Office of Planning and Budgeting

Is All Merit Aid Meritorious?

Although there are many types of financial aid, it is typically awarded on the basis of either need or merit. Need-based aid is largely a result of a federal calculation and is somewhat predictable:  to ensure access, students with more financial need receive more financial aid of various forms. And, although there is no universal definition of the merit aid, it traditionally describes scholarship money used to attract top academic achievers. However, Kevin Carey, director of education policy at the New America Foundation, asserts in a recent commentary for The Chronicle that a significant portion of merit aid is actually used to attract “academically marginal students with wealthy parents.”

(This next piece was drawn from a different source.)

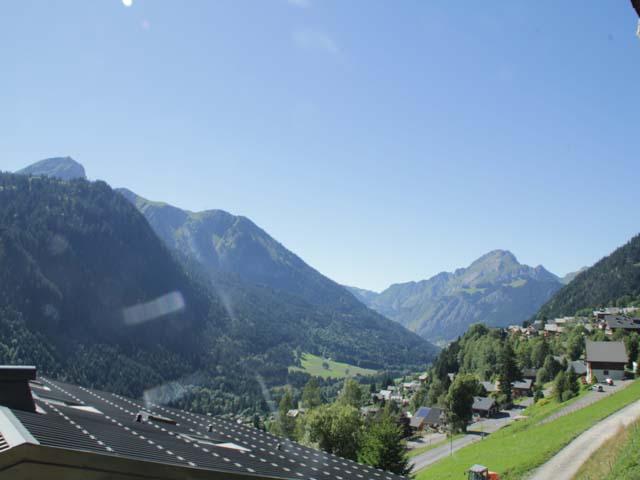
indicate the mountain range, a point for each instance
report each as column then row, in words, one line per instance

Carey cites evidence of this trend. A 2011 U.S. Department of Education study found that of the full-time students at four-year institutions who received “merit” aid in 2007-08, almost 20 percent had entered college with a combined SAT score of less than 700 and 45 percent had scored below 1000 (out of a possible 1600). The study also shows that although the percentage of private college students receiving need-based aid showed a slight decline from 1995 to 2007 (going from 43 to 42 percent), the proportion receiving “merit” aid nearly doubled during that time span (from 24 to 44 percent).   At public universities, the percentage of students getting need-based aid increased from 13 to 16 percent, but the growth in merit aid outpaced it, going from 8 to 18 percent.  Thankfully, as discussed in a previous post, a group of private-college presidents has been calling on its peers to limit the amount of financial aid awarded on criteria other than need.

The National Association of State Student Grant and Aid Programs’ (NASSGAP) Annual Survey Report on State-Sponsored Student Financial Aid and Brookings’ Beyond Need and Merit: Strengthening State Grant Programs provide corroborating evidence that merit-aid is becoming more prevalent, while need-based aid is diminishing.  However, neither discusses the academic strength of the students receiving merit aid.

So why is this happening?  If a college offers good scholarships and financial aid packages to an affluent family, it may incentivize them to choose that school.  Even though that family’s son or daughter may be a low academic achiever who has a decent chance of dropping out, it is still lucrative for the school to attract those students.  Noel-Levitz, a higher ed consulting firm, revealed that one of its client colleges was able to generate over $10,000 more per low-achieving student than they could per top-achieving student.

Carey hopes that as taxpayers, the news media, and affiliates of universities become aware of this trend, their vigilance will keep institutions in check.